The Power of Love | Hugs and Cuddles Have Long-Term Effects
How often do you hug? Do you like to sit close and hold each other's hands? Recent research shows it's good for your health. Between loving partners, between parents and children, or even between close friends, physical affection can help the brain, the heart and other body systems you might never have imagined.
For centuries, artists have examined love through poetry, painting, music and countless other arts. In the past few years, scientists supported by NIH have begun to understand the chemistry and biology of love.
At the center of how our bodies respond to love and affection is a hormone called oxytocin. Most of our oxytocin is made in the area of the brain called the hypothalamus. Some is released into our bloodstream, but much of its effect is thought to reside in the brain.
Oxytocin makes us feel good when we're close to family and other loved ones, including pets. It does this by acting through what scientists call the dopamine reward system. Dopamine is a brain chemical that plays a crucial part in how we perceive pleasure. Many drugs of abuse act through this system. Problems with the system can lead to serious depression and other mental illness.
Oxytocin does more than make us feel good. It lowers the levels of stress hormones in the body, reducing blood pressure, improving mood, increasing tolerance for pain and perhaps even speeding how fast wounds heal. It also seems to play an important role in our relationships. It's been linked, for example, to how much we trust others.
Dr. Kathleen C. Light of the University of North Carolina at Chapel Hill studies oxytocin in married couples and those permanently living together.
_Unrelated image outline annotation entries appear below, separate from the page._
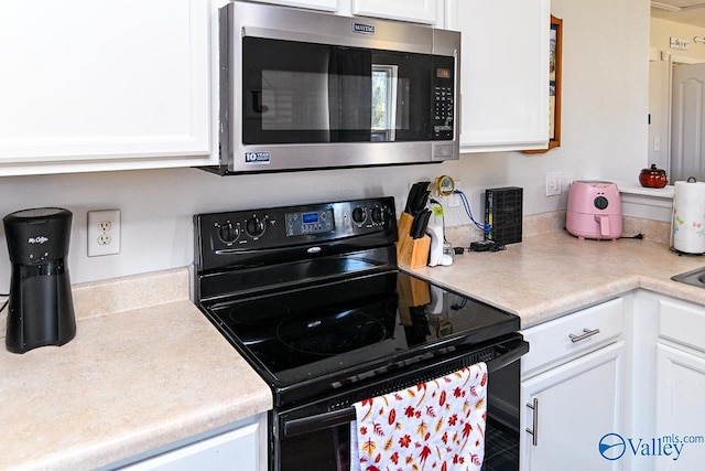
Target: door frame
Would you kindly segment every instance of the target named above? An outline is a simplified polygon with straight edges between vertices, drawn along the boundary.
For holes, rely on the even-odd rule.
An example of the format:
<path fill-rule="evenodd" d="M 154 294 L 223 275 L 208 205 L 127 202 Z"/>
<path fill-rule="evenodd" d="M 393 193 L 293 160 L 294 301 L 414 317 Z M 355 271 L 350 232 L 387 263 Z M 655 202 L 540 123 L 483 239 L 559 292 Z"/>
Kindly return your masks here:
<path fill-rule="evenodd" d="M 671 54 L 666 51 L 662 51 L 661 52 L 661 60 L 665 60 L 665 57 L 663 57 L 664 55 L 668 55 L 668 61 L 669 61 L 669 79 L 668 79 L 668 93 L 666 93 L 666 97 L 668 97 L 668 116 L 666 116 L 666 156 L 665 156 L 665 161 L 668 167 L 668 174 L 670 175 L 672 173 L 671 171 L 671 141 L 672 141 L 672 137 L 673 137 L 673 73 L 674 73 L 674 68 L 677 65 L 684 65 L 684 64 L 705 64 L 705 58 L 699 58 L 699 57 L 687 57 L 684 55 L 674 55 Z"/>

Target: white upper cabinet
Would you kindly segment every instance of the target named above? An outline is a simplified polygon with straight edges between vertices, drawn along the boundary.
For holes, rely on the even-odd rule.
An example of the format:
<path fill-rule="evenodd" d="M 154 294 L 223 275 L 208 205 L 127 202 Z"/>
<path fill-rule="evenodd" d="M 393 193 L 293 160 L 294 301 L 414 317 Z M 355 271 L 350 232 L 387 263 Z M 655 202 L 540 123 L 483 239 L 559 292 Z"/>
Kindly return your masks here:
<path fill-rule="evenodd" d="M 463 34 L 460 152 L 545 149 L 550 0 L 447 0 Z"/>
<path fill-rule="evenodd" d="M 437 0 L 352 0 L 352 14 L 436 24 L 443 2 Z"/>
<path fill-rule="evenodd" d="M 3 0 L 0 175 L 212 162 L 208 0 Z"/>

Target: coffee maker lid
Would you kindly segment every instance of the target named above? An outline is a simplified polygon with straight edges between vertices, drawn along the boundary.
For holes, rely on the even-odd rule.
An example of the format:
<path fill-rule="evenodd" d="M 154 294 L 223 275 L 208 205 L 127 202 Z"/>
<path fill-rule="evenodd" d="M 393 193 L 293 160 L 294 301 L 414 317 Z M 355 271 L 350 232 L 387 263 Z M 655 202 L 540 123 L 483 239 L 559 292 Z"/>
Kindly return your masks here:
<path fill-rule="evenodd" d="M 64 210 L 62 207 L 34 207 L 32 210 L 21 210 L 15 211 L 14 213 L 8 214 L 8 216 L 13 217 L 26 217 L 26 218 L 36 218 L 36 217 L 51 217 L 56 215 L 64 215 L 65 213 L 70 214 L 68 210 Z"/>

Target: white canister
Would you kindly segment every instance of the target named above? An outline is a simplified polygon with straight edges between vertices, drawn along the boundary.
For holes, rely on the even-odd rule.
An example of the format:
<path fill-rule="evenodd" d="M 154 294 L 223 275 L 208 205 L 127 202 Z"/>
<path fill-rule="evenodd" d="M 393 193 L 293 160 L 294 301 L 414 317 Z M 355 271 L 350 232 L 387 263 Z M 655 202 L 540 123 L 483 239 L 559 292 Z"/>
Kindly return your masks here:
<path fill-rule="evenodd" d="M 705 183 L 691 178 L 675 182 L 671 246 L 686 254 L 705 254 Z"/>

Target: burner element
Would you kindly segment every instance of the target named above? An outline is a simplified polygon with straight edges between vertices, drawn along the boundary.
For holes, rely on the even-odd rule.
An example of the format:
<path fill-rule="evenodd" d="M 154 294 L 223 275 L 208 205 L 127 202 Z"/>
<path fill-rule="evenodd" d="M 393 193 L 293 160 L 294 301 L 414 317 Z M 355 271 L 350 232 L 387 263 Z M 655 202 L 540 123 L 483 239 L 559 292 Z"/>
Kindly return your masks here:
<path fill-rule="evenodd" d="M 280 321 L 289 312 L 289 308 L 281 302 L 259 300 L 236 304 L 230 309 L 228 318 L 236 324 L 257 327 Z"/>
<path fill-rule="evenodd" d="M 292 351 L 334 356 L 381 342 L 387 329 L 361 311 L 319 310 L 285 319 L 276 336 Z"/>

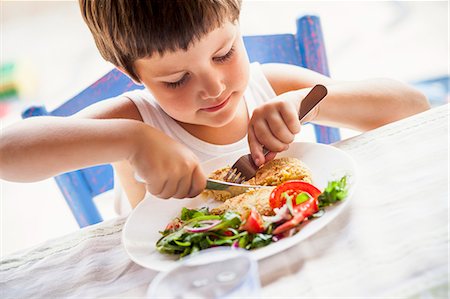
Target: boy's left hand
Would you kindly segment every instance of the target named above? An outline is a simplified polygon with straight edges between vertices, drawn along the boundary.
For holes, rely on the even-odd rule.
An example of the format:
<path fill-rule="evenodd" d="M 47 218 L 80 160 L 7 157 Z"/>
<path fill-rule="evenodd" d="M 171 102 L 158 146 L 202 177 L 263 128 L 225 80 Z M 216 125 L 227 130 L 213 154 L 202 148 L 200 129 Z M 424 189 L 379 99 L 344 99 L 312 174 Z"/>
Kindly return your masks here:
<path fill-rule="evenodd" d="M 276 97 L 253 112 L 248 128 L 248 143 L 253 161 L 262 165 L 272 160 L 276 153 L 285 151 L 300 132 L 297 92 L 288 92 Z M 271 151 L 264 157 L 262 148 Z"/>

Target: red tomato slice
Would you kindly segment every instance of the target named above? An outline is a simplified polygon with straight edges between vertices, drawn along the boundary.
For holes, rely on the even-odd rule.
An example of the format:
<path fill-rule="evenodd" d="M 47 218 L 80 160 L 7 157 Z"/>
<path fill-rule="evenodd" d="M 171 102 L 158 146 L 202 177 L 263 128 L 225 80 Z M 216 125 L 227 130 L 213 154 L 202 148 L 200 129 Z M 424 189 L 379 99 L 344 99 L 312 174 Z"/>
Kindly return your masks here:
<path fill-rule="evenodd" d="M 261 215 L 257 210 L 252 209 L 247 217 L 242 229 L 248 231 L 251 234 L 262 233 L 264 231 L 264 222 Z"/>
<path fill-rule="evenodd" d="M 297 205 L 294 207 L 295 215 L 291 220 L 286 221 L 285 223 L 278 226 L 273 230 L 273 234 L 281 234 L 285 231 L 290 230 L 293 227 L 296 227 L 300 223 L 303 222 L 306 218 L 310 217 L 312 214 L 316 213 L 319 210 L 317 205 L 317 197 L 312 197 L 309 200 Z"/>
<path fill-rule="evenodd" d="M 322 193 L 319 189 L 317 189 L 310 183 L 300 180 L 287 181 L 273 189 L 269 199 L 270 207 L 272 209 L 275 209 L 284 206 L 284 204 L 286 203 L 286 198 L 282 196 L 283 193 L 287 193 L 289 196 L 292 196 L 292 205 L 295 207 L 295 198 L 302 192 L 309 193 L 309 195 L 311 195 L 311 197 L 315 199 L 317 199 L 317 197 L 319 197 L 319 195 Z"/>

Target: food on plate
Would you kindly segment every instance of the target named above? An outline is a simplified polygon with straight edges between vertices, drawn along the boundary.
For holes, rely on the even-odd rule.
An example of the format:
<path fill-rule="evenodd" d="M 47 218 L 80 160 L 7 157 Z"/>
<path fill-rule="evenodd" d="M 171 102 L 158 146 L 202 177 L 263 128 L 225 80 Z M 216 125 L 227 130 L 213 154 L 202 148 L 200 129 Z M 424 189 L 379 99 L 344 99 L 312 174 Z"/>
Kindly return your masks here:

She and her colleagues invite couples into the laboratory and ask them to spend at least 10 minutes holding hands and talking together about a happy memory, usually about how they met and fell in love.
"What we're trying to do in a lab situation," Light explains, "is recreate some of the experiences in real life where they felt close."
The couples then get their blood drawn and fill out a questionnaire about the quality of their relationship. When the researchers compared their responses to the levels of oxytocin in their blood, they found that people who have a more positive relationship with their partner have higher levels of oxytocin.
Light and her colleagues are now trying to understand how conflict and other factors in relationships affect a couple's oxytocin levels. The results of those studies aren't yet in.
One thing researchers can say with certainty is that physical contact affects oxytocin levels. Light says that the people who get lots of hugs and other warm contact at home tend to have the highest levels of oxytocin in the laboratory. She believes that frequent warm contact may somehow prime the oxytocin system and make it quicker to turn on whenever there's warm contact, even in a laboratory.
The same holds true for mothers and infants: they both produce higher levels of oxytocin when they have lots of warm contact with each other. "Those women who hold their babies more at home have higher responses when they hold their baby in the lab," Light says.
Much of what we know about oxytocin has come from research in animals. Mother rats, for instance, can stimulate oxytocin in their pups by licking and grooming them. This loving care has long-term effects.
When researchers separate pups from their mothers for 10-15 minutes a day and then reunite them, many mothers are so glad to see their pups that they lick and groom them intensively. If the separation lasts for several hours, however, it can have the opposite effect; the mother won't lick and groom her pups. Some mothers just never lick and groom their pups when they come back.
Pups that are groomed a lot when they're reunited with their mothers become more comfortable exploring new environments. The ignored ones develop more anxiety disorders, produce higher levels of stress hormones and have higher blood pressure.
Research from other animals, including monkeys, confirms that the quality of care a mother gives her offspring can have long-term effects on their personality characteristics and mental health as well as physical problems like heart disease.
Animal research is also shedding light on oxytocin's role in other social bonds. Mice that lack oxytocin can't recognize other mice, even after repeated encounters. When they're given oxytocin, however, they can recognize other mice again.
Dr. C. Sue Carter, co-director of the Brain Body Center at the University of Illinois at Chicago, has been studying oxytocin in prairie voles, which form strong bonds with their mates. When the researchers block oxytocin, the voles don't form such bonds. Oxytocin is especially important for females to form bonds with their mates. In males, a related hormone called vasopressin also plays a role.
Oxytocin and vasopressin aren't miracle compounds, however. Giving these hormones to other animals—even other types of voles that don't normally form social bonds—doesn't suddenly cause them to form loving bonds. Animals must have the proper genes to respond to these hormones in the first place.
"Most of us are genetically programmed to form social bonds," Carter explains, relating the results back to people. But the ability to form close bonds, she says, is shaped by early experiences. In the end, a complex interaction of genes and experience makes some people form social bonds more easily than others.
We may not yet fully understand how love and affection develop between people—or how love affects our health—but research is giving us some guidance. Give those you love all the affection you can. It can't hurt, and it may bring a bounty of health benefits.